Monday, April 30, 2012

Trapped by the Desperation Between How It Is and How It Ought To Be

It started out innocently enough. I just wanted to hit Half Price Books on my way home from the old juke joint to check and see if they had any copies of We Need to Talk About Kevin, by Lionel Shriver. I should just add it either to my hold queue or to the My List feature at the library, but it’s always possible that I’ll roll into Half Price Books one day and find a whole stack of them in the clearance section, going for a buck a pop. The clearance magazine section is always worth checking too, even if the meager-to-begin-with selection of clearance literary magazines has now dwindled down to practically nothing. (And you never know when you might find a National Geographic with an excellent map still inside it.)

But then I got to leave early (this past Saturday night), so I decided to roll into Barnes & Noble, too. Their selection of literary magazines was, as usual, underwhelming and disappointing; but I also made it a point to finally find their poetry books. For whatever reason, they had relocated poetry, from the high wall near the newsstand and perpendicular to the science fiction section, to somewhere else in the store; but my past efforts to locate that new section had always been unsuccessful. I thought I had checked every bit of the store each of those times, but I must not have done. Last night, I found the poetry tucked away on the outer wall of the children’s section.

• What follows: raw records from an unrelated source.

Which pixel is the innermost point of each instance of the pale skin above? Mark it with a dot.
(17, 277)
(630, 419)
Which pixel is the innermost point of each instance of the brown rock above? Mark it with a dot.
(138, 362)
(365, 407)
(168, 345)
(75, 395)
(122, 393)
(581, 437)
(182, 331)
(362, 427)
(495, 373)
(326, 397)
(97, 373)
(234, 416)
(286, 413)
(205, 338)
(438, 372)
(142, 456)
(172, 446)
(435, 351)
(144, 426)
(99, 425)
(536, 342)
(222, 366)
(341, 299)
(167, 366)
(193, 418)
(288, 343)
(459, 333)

And then I turned around and saw the philosophy section. I wasn’t looking for anything in particular, but sometimes, when I randomly pass by the philosophy section in a bookstore (which is actually possible, odd though it may sound), I’ll check to see which titles from the Pop Culture and Philosophy series they have in stock. Two titles caught my eye at Barnes & Noble on Saturday night—The Big Bang Theory and Philosophy and Green Lantern and Philosophy, though at $17.95, I was not about to actually buy either one. I did, however, make a mental note to check the library’s website when I got home, to see if they had either one. I also made a mental note to check the website for the series, to see what other titles had been added recently and which ones might be coming down the pipeline.

Half Price Books did not have any copies of We Need to Talk About Kevin, of course. Novels at the height of their popularity are not often to be found at Half Price Books if one shows up only randomly. There were all of two literary magazines in the magazine clearance section, and those were tucked into some slot for a different kind of magazine, the one specifically for literary magazines having some time ago been repurposed for something far less interesting. So, as is almost always the case when I go searching for these things in a post-Borders world, I went home empty-handed and underwhelmed—though at least a little bit excited about the possibility of getting The Big Bang Theory and Philosophy, and maybe the Green Lantern one too, from the library.

Except that the library did not have it. They have Green Lantern and Philosophy, a single copy of which is checked in at Central...but not the Big Bang Theory one. I can always fall back on the old standby of suggesting it for purchase, but that takes a really long time. What will probably happen in the meantime is that I will just forget about it. I still have a gigantic stack of library books waiting to be read here in my aboveground lair, so it’s not like I would have jumped right into it if the library had had a copy that I had been able to get my hands on right away.

But I did manage to remember my mental note to check the website of the Pop Culture and Philosophy series when I got home...and would you believe what I found? At #57 on the list, published last year...Rush and Philosophy. The Barnes & Noble website thinks they have found the book in stock up in Carmel, though that’s the only relatively nearby store that has it. Amazon’s price is $13.29 which is, amusingly, $6.66 off of the list price. Shipping would cancel out most of that savings—but would also save me a trip to Hamilton County, and so in the end is probably a push.

However, it also gets me back to the problem of buying things from Amazon and giving in to instant gratification rather than taking the road less traveled by and getting the damn thing from an actual bookstore where people who know things about books and literature toil (probably thanklessly) in an effort to maintain some semblance of an outpost of soul in this fading republic. Or I could just forget about it and suggest it for purchase by the library, too; and that would keep my books purchased total at one for the year, which is also good.